Personal information
- Born: October 14, 1985 (age 40) San Diego, California, U.S.
- Listed height: 5 ft 9 in (1.75 m)
- Listed weight: 186 lb (84 kg)

Career information
- High school: La Costa Canyon (Carlsbad, California)
- College: Boise State
- NFL draft: 2009: undrafted

Career history
- Minnesota Vikings (2009–2010)*;
- * Offseason or practice squad member only

= Vinny Perretta =

American football player (born 1985)

Vinny Perretta (born October 14, 1985) is an American former professional football wide receiver. He played college football at Boise State. He was signed by the Minnesota Vikings of the National Football League (NFL) as an undrafted free agent in 2009. He retired from the NFL in April 2010.

== Early life ==

Perretta is a 2004 graduate of La Costa Canyon High School in Encinitas, CA where he was a two-time First-team All-Avocado League selection. He earned offensive team MVP honors and was on all-academic team. He gained over 1,000 yards in total offense as a senior with 12 touchdowns, including two on kickoff returns. He lettered in football three times and track and field once.

== College career ==
Perretta is best known for throwing the touchdown pass in overtime to Derek Schouman in the 2007 Fiesta Bowl to help Boise State beat Oklahoma 43–42 in what many consider to be the best college football game ever played.

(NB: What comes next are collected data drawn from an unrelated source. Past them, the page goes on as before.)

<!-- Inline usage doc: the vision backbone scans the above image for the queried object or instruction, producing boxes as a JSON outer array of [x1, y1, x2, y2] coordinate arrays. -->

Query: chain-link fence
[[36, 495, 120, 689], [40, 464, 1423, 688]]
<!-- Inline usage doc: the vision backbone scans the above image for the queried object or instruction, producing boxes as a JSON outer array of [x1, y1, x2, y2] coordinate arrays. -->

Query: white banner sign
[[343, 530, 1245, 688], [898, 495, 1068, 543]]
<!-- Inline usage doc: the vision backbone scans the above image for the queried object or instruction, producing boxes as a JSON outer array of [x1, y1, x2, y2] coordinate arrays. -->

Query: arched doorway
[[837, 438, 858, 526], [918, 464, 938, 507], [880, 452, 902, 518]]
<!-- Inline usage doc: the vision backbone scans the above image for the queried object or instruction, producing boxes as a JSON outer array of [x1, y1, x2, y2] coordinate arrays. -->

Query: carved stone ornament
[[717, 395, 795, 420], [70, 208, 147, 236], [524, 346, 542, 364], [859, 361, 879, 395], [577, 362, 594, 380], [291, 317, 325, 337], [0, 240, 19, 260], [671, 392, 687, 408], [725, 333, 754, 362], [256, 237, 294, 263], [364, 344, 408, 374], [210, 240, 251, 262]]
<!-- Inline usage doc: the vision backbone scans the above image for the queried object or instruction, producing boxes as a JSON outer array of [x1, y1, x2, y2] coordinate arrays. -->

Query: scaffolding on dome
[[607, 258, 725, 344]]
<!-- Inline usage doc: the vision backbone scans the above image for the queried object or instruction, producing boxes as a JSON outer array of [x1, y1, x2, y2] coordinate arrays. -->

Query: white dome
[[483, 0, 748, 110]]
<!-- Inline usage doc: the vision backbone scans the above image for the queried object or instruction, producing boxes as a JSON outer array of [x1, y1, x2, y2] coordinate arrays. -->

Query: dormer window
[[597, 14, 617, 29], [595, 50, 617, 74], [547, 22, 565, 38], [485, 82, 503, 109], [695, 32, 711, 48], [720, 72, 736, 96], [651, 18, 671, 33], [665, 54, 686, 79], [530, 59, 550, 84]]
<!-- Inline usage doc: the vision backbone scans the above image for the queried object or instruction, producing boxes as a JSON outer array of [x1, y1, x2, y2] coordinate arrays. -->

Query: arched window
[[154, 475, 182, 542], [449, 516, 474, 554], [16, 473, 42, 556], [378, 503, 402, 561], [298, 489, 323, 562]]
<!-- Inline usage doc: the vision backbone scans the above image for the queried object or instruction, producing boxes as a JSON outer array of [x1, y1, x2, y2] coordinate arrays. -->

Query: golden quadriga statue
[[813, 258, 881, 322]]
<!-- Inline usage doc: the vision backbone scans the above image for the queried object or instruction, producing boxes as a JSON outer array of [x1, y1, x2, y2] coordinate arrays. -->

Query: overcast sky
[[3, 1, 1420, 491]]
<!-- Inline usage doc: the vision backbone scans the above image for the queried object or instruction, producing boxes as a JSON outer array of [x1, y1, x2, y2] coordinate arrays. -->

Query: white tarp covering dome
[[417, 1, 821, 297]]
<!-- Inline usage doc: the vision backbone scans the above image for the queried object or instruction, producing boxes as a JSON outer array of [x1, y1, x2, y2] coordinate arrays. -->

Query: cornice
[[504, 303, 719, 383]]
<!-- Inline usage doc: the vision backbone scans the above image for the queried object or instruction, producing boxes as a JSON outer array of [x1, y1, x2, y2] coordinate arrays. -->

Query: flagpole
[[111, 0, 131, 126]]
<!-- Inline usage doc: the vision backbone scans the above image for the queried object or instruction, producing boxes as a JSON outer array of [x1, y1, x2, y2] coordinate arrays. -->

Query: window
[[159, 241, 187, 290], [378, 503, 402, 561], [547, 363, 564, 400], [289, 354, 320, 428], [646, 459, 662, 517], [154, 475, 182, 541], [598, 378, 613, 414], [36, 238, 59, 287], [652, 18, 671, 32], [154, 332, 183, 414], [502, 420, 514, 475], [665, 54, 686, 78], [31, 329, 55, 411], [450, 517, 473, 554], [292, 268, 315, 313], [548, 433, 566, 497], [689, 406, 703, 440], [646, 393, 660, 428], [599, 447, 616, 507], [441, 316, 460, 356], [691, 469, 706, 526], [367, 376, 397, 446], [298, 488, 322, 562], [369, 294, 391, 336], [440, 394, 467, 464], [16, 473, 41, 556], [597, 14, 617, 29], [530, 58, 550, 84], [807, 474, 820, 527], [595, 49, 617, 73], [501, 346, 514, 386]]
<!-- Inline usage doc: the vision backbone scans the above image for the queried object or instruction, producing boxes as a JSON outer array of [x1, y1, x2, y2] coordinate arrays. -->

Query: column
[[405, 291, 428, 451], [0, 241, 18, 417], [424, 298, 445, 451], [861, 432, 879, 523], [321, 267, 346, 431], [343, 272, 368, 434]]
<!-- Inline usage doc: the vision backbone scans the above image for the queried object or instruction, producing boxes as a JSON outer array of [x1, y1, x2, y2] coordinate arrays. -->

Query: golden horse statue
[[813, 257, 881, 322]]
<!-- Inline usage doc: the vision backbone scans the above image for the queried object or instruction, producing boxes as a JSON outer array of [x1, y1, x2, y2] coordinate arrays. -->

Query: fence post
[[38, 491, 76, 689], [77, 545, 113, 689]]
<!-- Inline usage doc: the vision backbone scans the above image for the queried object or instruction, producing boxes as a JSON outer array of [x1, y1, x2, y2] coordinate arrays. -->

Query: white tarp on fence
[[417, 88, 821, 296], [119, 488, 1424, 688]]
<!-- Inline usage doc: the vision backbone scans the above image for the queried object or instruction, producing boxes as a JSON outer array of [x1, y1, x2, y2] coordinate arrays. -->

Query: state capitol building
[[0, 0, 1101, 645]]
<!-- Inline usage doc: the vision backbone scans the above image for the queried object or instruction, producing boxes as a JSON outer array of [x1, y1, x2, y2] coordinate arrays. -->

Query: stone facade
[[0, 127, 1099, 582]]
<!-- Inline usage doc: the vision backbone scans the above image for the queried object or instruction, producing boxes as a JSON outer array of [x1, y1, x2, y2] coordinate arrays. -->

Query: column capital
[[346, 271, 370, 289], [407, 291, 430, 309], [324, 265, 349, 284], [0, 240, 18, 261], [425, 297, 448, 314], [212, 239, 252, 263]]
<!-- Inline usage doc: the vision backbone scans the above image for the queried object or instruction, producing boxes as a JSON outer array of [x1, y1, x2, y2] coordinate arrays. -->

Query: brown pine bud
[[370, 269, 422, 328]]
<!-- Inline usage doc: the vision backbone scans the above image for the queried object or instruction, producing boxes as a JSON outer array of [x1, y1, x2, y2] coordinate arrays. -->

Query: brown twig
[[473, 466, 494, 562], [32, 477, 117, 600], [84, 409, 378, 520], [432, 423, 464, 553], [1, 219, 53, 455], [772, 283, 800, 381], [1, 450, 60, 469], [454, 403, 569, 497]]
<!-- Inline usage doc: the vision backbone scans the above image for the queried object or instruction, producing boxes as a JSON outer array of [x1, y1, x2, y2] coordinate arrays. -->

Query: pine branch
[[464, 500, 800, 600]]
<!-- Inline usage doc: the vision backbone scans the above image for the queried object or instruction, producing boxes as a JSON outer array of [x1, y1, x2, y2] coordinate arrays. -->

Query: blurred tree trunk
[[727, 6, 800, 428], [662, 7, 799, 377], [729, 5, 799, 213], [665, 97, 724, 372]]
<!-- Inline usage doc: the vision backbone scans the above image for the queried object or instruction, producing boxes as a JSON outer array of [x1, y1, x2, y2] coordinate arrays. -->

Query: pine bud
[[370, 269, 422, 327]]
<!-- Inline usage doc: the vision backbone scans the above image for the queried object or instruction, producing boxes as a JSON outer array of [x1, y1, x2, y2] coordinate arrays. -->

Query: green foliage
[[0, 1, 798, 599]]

In 2008, as a senior, Perretta caught 36 passes for 578 yards and 2 touchdowns and helped Boise State post an undefeated 12–0 regular season mark. In 2007, he played in four games before being sidelined with shoulder injury. He made nine catches for 120 yards and five rushes for 30 yards and a touchdown. In 2006, he played wide receiver and running back and finished third on team in rushing with 316 yards and three touchdowns on 55 carries while finishing fifth on in receiving with 17 catches for 124 yards and two touchdowns and was named to the All-WAC academic team. In 2005, he was part of Boise State's wide receiver rotation and played in all 13 games, catching 12 passes for 169 yards. In 2004, he was named offensive scout team player of the year and he red-shirted after walking on prior to the 2004 season.

== Professional career ==

On May 8, 2009, the Minnesota Vikings signed Perretta and Boise State teammate Ian Johnson. Perretta was re-signed on April 15, 2010. However, he decided to retire shortly after.

== Post-career life ==
Perretta is now a sales representative in Boise, Idaho. He is married with two children. Peretta enjoys golf as a hobby.